Selain membutuhkan orang lain, berkat kodrat manusia sebagai animale rationale, kebahagiaan juga tercapai berkat akal budi. Lebih jauh Plato menarik manusia untuk kembali pada ‘kerajaan ide’ Plato. Manusia sebagai animale rationale hendaknya juga mengandalkan akal budi. Akal budi memegang peranan penting bagi manusia untuk mencapai kebahagiaan. Menurut Plato, kebahagiaan juga dapat dicapai kalau jiwa manusia semakin dikuasai oleh akal budi. Akal budi berfungsi untuk mengatur dan mengarahkan manusia pada ide ‘yang baik’.
      Menurut Aristoteles untuk mencapai kebahagiaan perlu adanya tindakan konkret. Aristoteles mengkritik gurunya yang hanya mengandalkan pengetahuan dalam mencapai kebahagiaan. Tentu pula, tindakan yang dimaksudkan oleh Aristoteles bukanlah tindakan sembarang. Melainkan tindakan yang mencerminkan akal budi.
      Lebih jauh Aristoteles mengatakan, bahwa: Kebahagiaan diperoleh lewat kebajikan dan semacam pembelajaran atau latihan, karena nilai dan tujuan kemuliaan dan kebajikan adalah hal yang terbaik dari semua-nya dan merupakan sesuatu yang agung dan berkah.
      Secara jelas Aristoteles menyampaikan, bagaimana memperoleh kebahagiaan itu. Memperoleh kebahagiaan tidak melulu hanya dengan berpikir saja. Tetapi, lebih jauh untuk memperoleh kebahagiaan perlu adanya pembelajaran atau latihan. Tentu pembelajaran atau latihan ini merupakan sebuah tindakan konkret manusia. Tindakan yang menegaskan bahwa diri manusia bukanlah diri yang menetap. Manusia merupakan makhluk yang bergerak, menuju pada kesempurnaan hidup.
      Menurut Thomas Aquinas, ada empat hal yang dibutuhkan dalam mencapai kebahagiaan. Ada pun empat hal yang dibutuhkan itu, yakni kasih, keinginan yang terarah pada tujuan dan segala tindakan dari keinginan itu, ada forma yang diterima oleh intelek, dan terakhir perasaan yang dirasakan dari proses pencarian manusia.

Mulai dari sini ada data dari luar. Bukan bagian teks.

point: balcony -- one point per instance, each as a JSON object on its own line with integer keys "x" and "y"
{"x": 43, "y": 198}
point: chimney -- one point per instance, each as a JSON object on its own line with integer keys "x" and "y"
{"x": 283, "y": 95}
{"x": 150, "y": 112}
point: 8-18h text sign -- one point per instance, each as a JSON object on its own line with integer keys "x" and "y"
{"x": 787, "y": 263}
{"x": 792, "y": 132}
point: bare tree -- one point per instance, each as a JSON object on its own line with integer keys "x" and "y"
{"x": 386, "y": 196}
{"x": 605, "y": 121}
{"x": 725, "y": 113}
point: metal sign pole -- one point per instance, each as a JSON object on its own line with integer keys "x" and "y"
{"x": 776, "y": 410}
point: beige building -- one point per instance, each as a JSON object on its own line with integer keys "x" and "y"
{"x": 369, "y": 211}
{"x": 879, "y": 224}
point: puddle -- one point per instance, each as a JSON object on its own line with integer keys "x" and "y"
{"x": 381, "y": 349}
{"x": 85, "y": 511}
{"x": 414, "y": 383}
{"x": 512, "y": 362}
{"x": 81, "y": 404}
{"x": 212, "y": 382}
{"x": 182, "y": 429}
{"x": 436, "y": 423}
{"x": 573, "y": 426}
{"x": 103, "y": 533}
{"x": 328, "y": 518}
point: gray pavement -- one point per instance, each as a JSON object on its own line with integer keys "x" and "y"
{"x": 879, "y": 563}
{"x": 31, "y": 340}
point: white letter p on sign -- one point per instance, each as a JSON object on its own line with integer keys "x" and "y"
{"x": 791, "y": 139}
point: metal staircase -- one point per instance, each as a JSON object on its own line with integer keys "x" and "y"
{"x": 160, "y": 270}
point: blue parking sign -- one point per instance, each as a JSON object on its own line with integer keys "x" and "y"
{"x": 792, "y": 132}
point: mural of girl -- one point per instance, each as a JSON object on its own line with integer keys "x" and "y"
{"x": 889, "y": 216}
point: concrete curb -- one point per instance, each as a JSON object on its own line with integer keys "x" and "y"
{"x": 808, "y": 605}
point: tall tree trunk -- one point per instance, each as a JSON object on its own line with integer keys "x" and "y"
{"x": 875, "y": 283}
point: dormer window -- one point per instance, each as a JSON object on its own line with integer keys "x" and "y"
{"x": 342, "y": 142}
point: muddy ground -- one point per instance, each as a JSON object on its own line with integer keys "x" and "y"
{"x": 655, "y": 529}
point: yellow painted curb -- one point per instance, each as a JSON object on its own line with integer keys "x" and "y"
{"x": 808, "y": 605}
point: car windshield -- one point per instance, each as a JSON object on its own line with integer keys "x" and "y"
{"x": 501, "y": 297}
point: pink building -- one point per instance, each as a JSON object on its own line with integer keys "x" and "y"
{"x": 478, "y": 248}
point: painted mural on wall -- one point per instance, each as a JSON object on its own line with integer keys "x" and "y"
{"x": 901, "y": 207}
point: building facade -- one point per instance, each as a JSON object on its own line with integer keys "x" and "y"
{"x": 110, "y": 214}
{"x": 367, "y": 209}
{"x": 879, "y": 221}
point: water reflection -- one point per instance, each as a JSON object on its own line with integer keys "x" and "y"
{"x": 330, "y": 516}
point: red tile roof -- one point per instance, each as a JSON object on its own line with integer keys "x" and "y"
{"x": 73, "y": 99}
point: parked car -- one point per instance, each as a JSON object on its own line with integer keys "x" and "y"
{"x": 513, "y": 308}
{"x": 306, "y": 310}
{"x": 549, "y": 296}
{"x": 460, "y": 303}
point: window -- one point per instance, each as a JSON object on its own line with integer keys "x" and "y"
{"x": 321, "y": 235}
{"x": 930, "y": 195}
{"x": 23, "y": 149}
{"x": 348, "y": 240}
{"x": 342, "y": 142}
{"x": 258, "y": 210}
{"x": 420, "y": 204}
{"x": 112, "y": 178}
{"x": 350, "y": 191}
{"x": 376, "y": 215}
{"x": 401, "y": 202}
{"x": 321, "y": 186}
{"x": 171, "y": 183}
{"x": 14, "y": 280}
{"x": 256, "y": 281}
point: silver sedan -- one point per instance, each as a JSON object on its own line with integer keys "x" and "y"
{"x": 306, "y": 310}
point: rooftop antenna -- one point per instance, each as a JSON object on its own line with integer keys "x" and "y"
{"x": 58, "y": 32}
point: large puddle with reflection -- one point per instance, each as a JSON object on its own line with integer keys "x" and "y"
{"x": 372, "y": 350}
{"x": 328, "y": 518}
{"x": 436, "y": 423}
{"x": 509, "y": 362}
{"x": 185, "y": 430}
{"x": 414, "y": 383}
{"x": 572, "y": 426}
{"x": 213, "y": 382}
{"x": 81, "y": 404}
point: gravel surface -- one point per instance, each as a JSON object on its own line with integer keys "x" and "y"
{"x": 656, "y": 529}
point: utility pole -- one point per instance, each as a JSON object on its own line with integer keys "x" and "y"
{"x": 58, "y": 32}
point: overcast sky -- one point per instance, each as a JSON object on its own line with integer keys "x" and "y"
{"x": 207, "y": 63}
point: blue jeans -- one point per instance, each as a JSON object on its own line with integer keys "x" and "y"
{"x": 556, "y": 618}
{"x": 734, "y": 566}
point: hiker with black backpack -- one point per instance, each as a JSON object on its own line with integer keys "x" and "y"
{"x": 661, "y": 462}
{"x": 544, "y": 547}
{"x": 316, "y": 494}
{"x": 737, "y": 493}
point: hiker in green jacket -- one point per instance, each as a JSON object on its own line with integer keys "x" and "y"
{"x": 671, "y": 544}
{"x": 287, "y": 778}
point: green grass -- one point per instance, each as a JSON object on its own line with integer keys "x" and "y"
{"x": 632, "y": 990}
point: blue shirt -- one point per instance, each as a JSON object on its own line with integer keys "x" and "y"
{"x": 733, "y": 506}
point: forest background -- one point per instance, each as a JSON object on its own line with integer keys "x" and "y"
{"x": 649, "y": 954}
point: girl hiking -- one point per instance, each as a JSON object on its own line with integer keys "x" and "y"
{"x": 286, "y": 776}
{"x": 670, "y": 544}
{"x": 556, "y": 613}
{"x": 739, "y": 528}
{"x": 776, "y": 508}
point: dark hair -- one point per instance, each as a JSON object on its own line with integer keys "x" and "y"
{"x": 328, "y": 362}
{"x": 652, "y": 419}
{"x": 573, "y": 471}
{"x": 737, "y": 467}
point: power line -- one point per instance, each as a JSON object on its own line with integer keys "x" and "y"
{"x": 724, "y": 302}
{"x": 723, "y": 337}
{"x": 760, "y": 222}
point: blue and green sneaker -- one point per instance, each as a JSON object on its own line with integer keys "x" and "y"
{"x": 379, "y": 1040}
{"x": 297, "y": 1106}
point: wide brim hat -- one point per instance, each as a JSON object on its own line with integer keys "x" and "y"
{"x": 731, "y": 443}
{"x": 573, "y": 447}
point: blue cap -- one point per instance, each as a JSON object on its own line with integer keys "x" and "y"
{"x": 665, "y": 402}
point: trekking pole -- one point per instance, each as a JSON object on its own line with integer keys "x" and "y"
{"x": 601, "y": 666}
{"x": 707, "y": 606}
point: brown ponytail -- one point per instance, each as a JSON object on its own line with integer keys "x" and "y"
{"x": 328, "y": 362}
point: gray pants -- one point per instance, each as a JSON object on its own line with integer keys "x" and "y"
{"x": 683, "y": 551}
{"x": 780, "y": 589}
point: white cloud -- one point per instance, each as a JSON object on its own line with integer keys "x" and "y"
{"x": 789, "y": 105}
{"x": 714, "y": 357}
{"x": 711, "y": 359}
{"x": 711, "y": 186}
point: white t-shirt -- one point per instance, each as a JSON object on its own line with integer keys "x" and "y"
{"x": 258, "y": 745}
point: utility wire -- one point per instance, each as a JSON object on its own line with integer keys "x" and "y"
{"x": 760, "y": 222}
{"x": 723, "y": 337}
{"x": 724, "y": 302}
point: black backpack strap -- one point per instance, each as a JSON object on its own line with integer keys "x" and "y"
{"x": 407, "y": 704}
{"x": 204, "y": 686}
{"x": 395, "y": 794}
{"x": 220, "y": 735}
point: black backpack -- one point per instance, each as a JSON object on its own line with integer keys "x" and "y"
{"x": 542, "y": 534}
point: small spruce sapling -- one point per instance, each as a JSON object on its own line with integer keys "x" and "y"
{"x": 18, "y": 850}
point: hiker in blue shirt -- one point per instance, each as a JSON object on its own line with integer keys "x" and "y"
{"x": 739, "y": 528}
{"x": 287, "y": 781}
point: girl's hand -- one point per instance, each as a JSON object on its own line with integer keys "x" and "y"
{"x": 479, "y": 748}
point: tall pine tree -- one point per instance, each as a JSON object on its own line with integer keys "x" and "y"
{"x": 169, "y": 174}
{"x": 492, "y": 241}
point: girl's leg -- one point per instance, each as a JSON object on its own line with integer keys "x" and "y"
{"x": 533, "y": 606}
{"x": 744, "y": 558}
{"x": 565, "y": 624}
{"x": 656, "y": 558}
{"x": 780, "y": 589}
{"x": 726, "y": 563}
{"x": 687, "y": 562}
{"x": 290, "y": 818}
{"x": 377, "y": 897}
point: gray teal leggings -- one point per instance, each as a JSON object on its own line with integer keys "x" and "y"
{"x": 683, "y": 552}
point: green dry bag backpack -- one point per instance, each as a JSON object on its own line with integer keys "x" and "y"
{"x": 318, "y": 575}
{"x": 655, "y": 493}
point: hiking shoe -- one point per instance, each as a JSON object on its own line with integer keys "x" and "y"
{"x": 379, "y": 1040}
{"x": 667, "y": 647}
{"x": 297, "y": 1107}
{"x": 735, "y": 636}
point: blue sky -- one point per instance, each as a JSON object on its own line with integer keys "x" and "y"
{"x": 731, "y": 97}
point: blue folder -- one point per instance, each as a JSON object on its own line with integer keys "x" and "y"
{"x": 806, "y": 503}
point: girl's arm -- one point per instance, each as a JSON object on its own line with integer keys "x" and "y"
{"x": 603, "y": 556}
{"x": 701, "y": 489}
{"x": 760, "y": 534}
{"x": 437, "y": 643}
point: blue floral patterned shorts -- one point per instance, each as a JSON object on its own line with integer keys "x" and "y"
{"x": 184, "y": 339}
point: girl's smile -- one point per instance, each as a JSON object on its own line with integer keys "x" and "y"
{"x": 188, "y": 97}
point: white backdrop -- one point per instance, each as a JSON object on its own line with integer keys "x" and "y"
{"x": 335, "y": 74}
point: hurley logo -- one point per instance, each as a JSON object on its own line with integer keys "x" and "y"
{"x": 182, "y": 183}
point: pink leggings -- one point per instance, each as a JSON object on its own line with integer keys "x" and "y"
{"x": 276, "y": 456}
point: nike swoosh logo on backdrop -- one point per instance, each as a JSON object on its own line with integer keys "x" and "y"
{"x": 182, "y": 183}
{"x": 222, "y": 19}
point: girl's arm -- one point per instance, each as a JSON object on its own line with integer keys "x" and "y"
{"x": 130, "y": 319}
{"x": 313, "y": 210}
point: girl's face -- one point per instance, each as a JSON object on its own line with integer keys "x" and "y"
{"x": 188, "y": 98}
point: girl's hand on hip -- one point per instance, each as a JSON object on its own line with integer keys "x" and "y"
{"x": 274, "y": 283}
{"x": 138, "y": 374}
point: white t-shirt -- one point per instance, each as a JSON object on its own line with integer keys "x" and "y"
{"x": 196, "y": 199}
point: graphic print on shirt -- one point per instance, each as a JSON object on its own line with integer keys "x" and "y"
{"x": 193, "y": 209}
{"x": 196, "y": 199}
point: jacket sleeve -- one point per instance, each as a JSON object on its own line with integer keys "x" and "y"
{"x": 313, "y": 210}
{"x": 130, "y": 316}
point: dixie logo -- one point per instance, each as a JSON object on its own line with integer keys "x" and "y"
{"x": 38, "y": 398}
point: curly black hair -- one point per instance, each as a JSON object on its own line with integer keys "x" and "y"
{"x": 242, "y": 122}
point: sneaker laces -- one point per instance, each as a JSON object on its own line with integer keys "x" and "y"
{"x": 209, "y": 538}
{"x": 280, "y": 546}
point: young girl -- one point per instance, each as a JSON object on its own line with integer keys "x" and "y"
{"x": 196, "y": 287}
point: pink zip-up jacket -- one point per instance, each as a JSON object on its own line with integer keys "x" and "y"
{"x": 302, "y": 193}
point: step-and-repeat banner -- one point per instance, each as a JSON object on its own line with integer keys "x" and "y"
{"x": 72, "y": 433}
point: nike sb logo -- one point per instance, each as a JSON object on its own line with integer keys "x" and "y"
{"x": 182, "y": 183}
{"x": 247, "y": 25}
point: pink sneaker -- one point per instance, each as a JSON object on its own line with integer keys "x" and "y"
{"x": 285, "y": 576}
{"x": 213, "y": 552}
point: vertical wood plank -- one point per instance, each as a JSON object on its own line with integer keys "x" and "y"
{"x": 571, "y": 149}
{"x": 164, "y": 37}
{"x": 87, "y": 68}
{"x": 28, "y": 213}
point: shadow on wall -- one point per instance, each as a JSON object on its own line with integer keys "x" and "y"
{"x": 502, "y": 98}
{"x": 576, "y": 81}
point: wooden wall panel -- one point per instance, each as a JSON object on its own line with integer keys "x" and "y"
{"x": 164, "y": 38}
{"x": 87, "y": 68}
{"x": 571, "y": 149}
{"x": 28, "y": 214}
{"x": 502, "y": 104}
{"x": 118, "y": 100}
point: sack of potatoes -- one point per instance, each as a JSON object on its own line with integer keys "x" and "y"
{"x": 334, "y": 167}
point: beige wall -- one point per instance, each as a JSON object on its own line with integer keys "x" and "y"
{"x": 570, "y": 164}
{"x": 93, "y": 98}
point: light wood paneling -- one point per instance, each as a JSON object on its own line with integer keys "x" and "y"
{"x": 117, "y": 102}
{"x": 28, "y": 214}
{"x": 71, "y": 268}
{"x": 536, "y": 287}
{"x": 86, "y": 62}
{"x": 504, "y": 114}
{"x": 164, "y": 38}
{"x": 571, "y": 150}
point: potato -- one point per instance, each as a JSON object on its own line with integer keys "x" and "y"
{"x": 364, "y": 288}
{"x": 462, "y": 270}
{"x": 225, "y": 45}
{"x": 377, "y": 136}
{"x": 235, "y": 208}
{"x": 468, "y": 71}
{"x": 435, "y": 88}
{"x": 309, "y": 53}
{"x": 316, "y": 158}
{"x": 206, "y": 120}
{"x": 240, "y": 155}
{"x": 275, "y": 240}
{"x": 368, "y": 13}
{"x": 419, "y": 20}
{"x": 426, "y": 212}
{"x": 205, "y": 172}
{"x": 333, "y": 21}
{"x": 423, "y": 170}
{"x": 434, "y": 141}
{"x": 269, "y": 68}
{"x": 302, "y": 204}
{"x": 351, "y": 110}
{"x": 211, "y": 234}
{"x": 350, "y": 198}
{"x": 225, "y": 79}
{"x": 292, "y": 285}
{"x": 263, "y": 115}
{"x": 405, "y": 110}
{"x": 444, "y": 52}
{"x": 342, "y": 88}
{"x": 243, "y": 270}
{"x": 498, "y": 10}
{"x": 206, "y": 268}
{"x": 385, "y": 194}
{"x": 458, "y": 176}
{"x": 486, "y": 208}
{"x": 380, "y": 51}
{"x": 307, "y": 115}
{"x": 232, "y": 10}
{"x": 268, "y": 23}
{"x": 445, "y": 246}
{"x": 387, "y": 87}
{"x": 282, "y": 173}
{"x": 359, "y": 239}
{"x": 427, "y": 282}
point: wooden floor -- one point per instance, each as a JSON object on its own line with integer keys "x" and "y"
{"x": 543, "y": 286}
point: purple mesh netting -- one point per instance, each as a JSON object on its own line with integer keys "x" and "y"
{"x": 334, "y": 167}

Namun, secara lebih terperinci Thomas Aquinas membeberkan hal-hal lain yang dibutuhkan dalam mencapai kebahagiaan, selain empat hal di atas.
      Ada pun empat hal lain itu, yakni sukacita dan kegembiraan, ketulusan kehendak atau kejujuran, tubuh rohaniah dan jiwa, serta kesempurnaan dalam arti kebaikan tubuh. Thomas Aquinas menilai bahwa tanpa keempat unsur ini, mustahil manusia mencapai kebahagiaan sejati atau mencapai Kebaikan Tertinggi.
2. Manusia Hidup Dalam Kebahagiaan
2.1. Membagi Kebahagiaan Kepada Sesama
      Ketika manusia telah mencapai tujuan utama hidupnya, ia akan menjadi manusia yang bebas. Ia tidak terikat lagi pada hal yang sementara saja. Oleh karena itu, ketika manusia telah mencapai kebahagiaan, manusia dituntut untuk membagi kebahagiaan hidupnya kepada sesama. Membagi di sini sebagai ungkapan hormat manusia kepada sesamanya. Hormat yang tinggi bagi yang membantunya mencapai kebahagiaan hidupnya. Bahagia itu bukan milik-ku, bukan pula sejauh yang bisa Aku nikmati atau melegakanku. Bahagia itu milik Liyan dan Aku yang dengannya larut dalam kebahagiaan dengannya.
      Pernyataan di atas secara jelas menegaskan bahwa kebahagiaan menjadi bagian dari kehidupan manusia. Ketika aku mampu membahagiakan sesamaku (Liyan) tentu aku akan merasakan kebahagiaan itu. Tentu kebahagiaan yang aku dapatkan itu berlipat karena telah dirasakan oleh orang lain pula. Aku bahagia jika Engkau juga bahagia. Singkat kata, bahagia itu merupakan wujud hormatku kepada Liyan, sesamaku, dan siapa pun. Wujud terima kasihku kepada sesamaku.